What is the v in mirror formula?

The 'v' in the mirror formula represents the image distance, which is the distance between the image formed by the mirror and the pole (center) of the mirror.

Understanding Image Distance (v) in Detail

The mirror formula relates the object distance (u), image distance (v), and focal length (f) of a spherical mirror:

1/f = 1/v + 1/u

Where:

• f = focal length of the mirror (distance from the pole to the focal point)
• v = image distance (distance from the pole to the image)
• u = object distance (distance from the pole to the object)

Key Points about 'v':

• Sign Convention is Crucial: The sign of 'v' is important. By convention:

  • For real images (formed by actual intersection of light rays), 'v' is positive. Real images are formed on the same side as the incident light rays (usually in front of the mirror for concave mirrors).
  • For virtual images (formed by the apparent intersection of light rays), 'v' is negative. Virtual images are formed behind the mirror.

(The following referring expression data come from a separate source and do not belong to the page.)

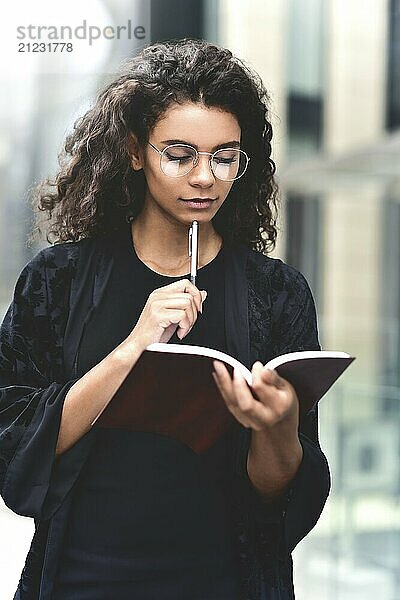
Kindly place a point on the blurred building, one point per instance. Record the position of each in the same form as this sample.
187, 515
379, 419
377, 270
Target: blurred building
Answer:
333, 71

• Determining Image Characteristics: The value of 'v' helps determine the location and nature of the image:

  • A large positive 'v' indicates a real image formed far from the mirror.
  • A small positive 'v' indicates a real image formed close to the mirror.
  • A negative 'v' indicates a virtual image formed behind the mirror. The magnitude of 'v' indicates how far behind the mirror the image is.

• Examples:

  • Consider a concave mirror. If an object is placed beyond the center of curvature (2f), a real, inverted, and diminished image is formed between the focal point (f) and the center of curvature (2f). In this case, 'v' would be positive and less than 2f.

  • If an object is placed between the pole and the focal point of a concave mirror, a virtual, erect, and magnified image is formed behind the mirror. In this case, 'v' would be negative.

Importance of 'v' in Calculations

Knowing the value of 'v', along with 'u' and 'f', allows for the determination of other important image characteristics, such as magnification. Magnification (m) is defined as the ratio of the image height (h') to the object height (h):

m = h'/h = -v/u

Therefore, the image distance 'v' is a fundamental parameter in understanding and analyzing image formation by mirrors.